Clashes between farmers, ranchers and fishermen have escalated due to water shortages on Cameroon’s northern border with Chad. Cameroonian officials said villages and markets were set on fire on Wednesday and fierce clashes forced thousands of people to flee to neighboring Chad.
A messenger sent by traditional rulers said there would be no progress and communities would be impoverished if at least 120 people in Kousseri, Cameroon’s northern border with Chad, were not at peace. He says armed conflicts only bring hunger and suffering.
The message has been broadcast several times on Cameroon’s CRTV, government-controlled radio and television in Massa, Musgum and Arabic Choua. The Massa, Musgum and Arab Choua communities live in the Logone and Chari subdivisions where Kousseri is located.
Logone and Chari government officials said the news of the peace began on Wednesday after a water dispute between farmers, ranchers and fishermen escalated into a violent conflict.
On Wednesday night, community leaders said several villages had been set on fire, farms destroyed and part of the largest market in Kuseri had been set on fire. They said more than 40 people had been killed, 70 wounded and several thousand civilians had crossed into Chad for safety. Mahamat Abba is the sultan, the traditional ruler of Kuseri.
Abba said that as head of Kousseri, he is reminding people of all communities in the shopping town that they should seek peace, solidarity and solidarity as long as they live together. He said Musgum, Arab Choua and Massa reminded their brothers and sisters that peace is priceless. He says if there is a war or an armed conflict, a city or a community cannot develop.
Abba spoke to VOA through Kusser’s WhatsApp messaging app.
Earlier this week, the Cameroonian government said clashes had broken out between herders and fishermen over water in the towns of Logone and Chari. Arab Choua ranchers are accusing Muscovite fishermen of digging holes that killed their cows, sheep and donkeys. Mousgoum fishermen dig holes to save water and hunt. Muscovite fishermen also accuse Arab Choua herders of allowing their cattle to destroy areas set aside for fishing only.
The government said that when the fighting resumed, Massa farmers accused Arab Choua farmers of allowing their cattle to destroy their plantations. Mass farmers joined Musgum fishermen to attack Arab Choua ranchers. Arab Choua is fighting it.
Midjiyawa Bakari is the governor of the Far North region of Cameroon, where Logone and Chari are located. He said he led a delegation of high-ranking government officials and the military sent to Logone and Charlie by Cameroonian President Paul Biya on Wednesday night.
According to him, Biya asked the delegation to ensure a return to peace between the communities of Massa, Musgum and Arab Choua, which are fighting, killing each other and destroying property. Bakari spoke from Kousseri via the WhatsApp messaging app.

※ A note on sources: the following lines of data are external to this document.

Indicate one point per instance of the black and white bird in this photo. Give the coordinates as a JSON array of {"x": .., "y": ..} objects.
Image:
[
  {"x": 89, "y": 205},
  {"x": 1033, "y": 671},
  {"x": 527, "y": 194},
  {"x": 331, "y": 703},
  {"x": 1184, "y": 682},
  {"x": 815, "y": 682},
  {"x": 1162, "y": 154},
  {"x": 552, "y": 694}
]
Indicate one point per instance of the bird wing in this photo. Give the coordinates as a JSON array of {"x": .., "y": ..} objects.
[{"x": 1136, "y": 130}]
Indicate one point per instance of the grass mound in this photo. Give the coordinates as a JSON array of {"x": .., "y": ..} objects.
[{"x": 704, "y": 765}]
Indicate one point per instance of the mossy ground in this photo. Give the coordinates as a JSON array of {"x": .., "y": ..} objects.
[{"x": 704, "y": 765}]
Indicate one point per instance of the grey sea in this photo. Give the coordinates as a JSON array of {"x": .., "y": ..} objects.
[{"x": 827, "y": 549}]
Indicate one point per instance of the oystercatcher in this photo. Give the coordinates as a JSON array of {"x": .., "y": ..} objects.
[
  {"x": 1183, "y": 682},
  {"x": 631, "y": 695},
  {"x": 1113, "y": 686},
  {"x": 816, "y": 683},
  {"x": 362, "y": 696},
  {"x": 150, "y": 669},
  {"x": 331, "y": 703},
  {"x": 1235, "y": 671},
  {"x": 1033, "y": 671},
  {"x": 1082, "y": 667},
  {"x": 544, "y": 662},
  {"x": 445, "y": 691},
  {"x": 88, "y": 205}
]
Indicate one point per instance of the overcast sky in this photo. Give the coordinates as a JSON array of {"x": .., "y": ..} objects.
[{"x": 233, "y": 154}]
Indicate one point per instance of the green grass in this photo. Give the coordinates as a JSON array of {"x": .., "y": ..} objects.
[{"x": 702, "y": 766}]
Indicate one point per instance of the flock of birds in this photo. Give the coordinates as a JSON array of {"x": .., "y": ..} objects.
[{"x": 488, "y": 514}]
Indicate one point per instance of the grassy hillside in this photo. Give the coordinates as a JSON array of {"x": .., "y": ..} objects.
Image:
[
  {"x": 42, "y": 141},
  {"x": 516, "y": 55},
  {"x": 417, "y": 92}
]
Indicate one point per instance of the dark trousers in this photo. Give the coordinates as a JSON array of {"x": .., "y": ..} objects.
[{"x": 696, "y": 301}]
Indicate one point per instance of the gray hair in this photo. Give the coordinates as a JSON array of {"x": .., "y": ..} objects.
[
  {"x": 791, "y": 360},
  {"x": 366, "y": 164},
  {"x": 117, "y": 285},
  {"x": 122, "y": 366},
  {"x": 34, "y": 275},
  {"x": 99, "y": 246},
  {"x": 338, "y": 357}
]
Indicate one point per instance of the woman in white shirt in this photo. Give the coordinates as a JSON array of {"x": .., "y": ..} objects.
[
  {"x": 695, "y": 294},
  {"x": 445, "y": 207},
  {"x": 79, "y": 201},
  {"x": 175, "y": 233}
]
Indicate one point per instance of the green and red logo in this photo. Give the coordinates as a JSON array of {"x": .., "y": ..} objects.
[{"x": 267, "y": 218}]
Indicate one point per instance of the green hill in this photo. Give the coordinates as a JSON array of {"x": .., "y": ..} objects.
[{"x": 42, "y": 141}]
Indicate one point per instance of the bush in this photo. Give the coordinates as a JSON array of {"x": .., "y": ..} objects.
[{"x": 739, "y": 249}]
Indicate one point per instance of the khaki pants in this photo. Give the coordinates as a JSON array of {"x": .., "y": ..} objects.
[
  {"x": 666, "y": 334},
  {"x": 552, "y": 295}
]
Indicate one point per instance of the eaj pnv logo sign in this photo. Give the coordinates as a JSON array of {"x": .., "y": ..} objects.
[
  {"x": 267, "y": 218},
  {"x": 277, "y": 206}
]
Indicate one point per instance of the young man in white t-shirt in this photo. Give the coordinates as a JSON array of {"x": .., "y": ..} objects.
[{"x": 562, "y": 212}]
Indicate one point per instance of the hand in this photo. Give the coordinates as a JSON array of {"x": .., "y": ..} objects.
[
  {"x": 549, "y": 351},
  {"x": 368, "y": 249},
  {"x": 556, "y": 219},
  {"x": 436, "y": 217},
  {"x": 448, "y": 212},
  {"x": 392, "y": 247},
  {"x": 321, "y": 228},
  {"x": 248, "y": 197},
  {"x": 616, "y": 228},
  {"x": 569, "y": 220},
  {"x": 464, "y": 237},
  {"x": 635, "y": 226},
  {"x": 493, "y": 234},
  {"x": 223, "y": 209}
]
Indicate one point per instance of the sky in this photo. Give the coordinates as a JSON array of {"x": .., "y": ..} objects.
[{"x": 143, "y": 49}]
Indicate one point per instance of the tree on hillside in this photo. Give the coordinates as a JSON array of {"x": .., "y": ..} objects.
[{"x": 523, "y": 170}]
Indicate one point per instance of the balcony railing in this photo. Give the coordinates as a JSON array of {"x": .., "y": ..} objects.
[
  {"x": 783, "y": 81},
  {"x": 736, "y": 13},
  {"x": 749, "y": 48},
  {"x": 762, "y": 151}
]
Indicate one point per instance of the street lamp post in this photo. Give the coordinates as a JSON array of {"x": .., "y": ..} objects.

Bakari said Biya wants rival teams to bury their differences and drop their weapons immediately for peace. Bakari said the conflict could upset many football fans who travel from neighboring Chad, Sudan, Niger and Libya to Cameroon via Logone and Chari for the African Football Nations Cup, which starts on January 9. He said Cameroon could not damage its reputation. At a time when the African continent is turning its attention to the central African country for AFCON.
Bakari said Cameroonians need to learn to live together and that communities should respect and value their linguistic, cultural and religious differences.
Cameroon says desertification is forcing farmers, fishermen and ranchers to move to places where they can find food and water. Many farmers, ranchers and fishermen settle along the Logone River in the Logone and Chari subdivisions to survive, leading to regular clashes.